Dhirendra K. Jha Dhirendra K. Jha | 04 Jun, 2010
An extended meeting of the CPM’s Central Committee in August is expected to call him to account for overstepping the party’s political line.
With his puritanical bearings, measured gestures and hardline Marxist utterances, Prakash Karat, general secretary of the Communist Party of India (Marxist) for the past five years, has turned himself into one of the country’s most no-nonsense political faces. His fans treat him as a hero, a voice of the voiceless, a brave man leading the charge against pro-US, liberal policies of Prime Minister Manmohan Singh and his sepoys. But to many in the CPM, including some Politburo members and several Central Committee (CC) members, he has overstepped the political line set by the CPM’s top decision-making body—the Party Congress—and thereby pushed the party into an unprecedented crisis.
Overstepping the political line is an allegation that no general secretary of the CPM has faced ever since the party came into existence in 1964. The ‘extended CC’ that the party will convene in August this year, therefore, is expected not just to formulate its political line ahead of the crucial Assembly elections in West Bengal and Kerala, but also hold Karat to account for going beyond the limits of the line laid down by the Coimbatore Party Congress in April 2008. “Never in the past has the party so blatantly overstepped the political line,” says a senior CPM leader, “and therefore there has never been any need for an extended CC between two Party Congresses. It’s for the first time that the party finds itself in such an awkward situation.”
LINE LIMITATIONS
In a communist party, there cannot be a graver charge against a leader than violation of the Party Congress’ political line.
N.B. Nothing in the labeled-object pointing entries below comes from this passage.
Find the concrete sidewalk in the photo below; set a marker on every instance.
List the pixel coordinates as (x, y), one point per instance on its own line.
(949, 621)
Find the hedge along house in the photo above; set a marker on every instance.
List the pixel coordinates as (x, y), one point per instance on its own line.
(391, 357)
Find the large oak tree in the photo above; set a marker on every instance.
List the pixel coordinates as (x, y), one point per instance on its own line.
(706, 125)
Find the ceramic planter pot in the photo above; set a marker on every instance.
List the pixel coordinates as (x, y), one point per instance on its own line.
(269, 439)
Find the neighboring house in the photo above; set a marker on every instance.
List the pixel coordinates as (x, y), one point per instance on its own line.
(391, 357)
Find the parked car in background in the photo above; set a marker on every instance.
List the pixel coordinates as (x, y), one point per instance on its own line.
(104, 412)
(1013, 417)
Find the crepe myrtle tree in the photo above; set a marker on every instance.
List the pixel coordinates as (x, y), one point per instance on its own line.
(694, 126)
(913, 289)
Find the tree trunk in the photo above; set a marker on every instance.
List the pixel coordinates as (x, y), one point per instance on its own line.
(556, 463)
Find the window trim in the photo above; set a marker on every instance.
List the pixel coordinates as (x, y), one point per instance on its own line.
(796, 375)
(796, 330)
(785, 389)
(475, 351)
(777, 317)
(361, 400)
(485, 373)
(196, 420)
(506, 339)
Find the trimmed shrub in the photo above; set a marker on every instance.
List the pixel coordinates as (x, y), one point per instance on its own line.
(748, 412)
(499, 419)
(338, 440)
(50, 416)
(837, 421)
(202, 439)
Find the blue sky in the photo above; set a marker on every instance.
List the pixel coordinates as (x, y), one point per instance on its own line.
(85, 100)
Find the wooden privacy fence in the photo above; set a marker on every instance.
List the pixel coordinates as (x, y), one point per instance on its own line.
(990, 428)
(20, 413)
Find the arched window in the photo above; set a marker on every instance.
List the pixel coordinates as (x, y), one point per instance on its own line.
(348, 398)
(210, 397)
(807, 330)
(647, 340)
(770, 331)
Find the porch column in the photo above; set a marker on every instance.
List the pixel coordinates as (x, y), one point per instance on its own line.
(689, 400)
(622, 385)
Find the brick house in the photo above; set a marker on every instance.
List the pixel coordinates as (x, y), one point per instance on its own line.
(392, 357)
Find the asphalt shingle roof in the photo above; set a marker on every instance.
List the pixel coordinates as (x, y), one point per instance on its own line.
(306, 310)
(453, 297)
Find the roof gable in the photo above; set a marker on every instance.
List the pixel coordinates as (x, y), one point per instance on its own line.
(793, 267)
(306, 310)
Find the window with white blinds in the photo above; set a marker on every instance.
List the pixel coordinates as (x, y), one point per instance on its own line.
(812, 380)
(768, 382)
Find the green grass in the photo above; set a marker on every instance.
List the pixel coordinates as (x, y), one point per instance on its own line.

None of Karat’s predecessors—P Sundarayya (general secretary from 1964 to 1978), EMS Namboodiripad (1978 to 1988) or Harkishan Singh Surjeet (1992 to 2005)—ever faced such a serious charge. And there is no precedence either of the party invoking the ‘extended CC’ clause of its constitution to assess such a failing and make corrective suggestions on the all-important matter of the party’s political stance.
Anyhow, an extended CC is currently scheduled as a four-day affair starting on 7 August at Vijayawada in Andhra Pradesh. “The decision to convene it was taken once it became clear that the political line laid down by the Coimbatore Party Congress has been overstepped,” says the senior CPM leader, “As the next Party Congress, which is the sole body that can decide on the political line, would be delayed because of Assembly elections in West Bengal and Kerala, and there has been an urgent need for political course correction, it was decided to convene an extended CC that would take stock of the problem.”
To counter the charges, Karat loyalists plead party-wide complicity, arguing that every decision since the Coimbatore Party Congress was taken after due discussion within the Central Committee. They assert that those levelling charges against Karat constitute a “microscopic minority” of the party, people who want to redefine the approach towards the Indian National Congress.
Even if the entire Central Committee elected by the Coimbatore Party Congress comes under attack during the extended CC debate over the leadership’s alleged transgressions, Karat faces the likelihood of individual humiliation for the simple reason that it was he who steered the party away from the political line laid down by the Party Congress. “Any statement against the Central Committee would be construed as a statement against the party general secretary because of his pivotal position in the CC’s decision making process,” says the senior CPM leader.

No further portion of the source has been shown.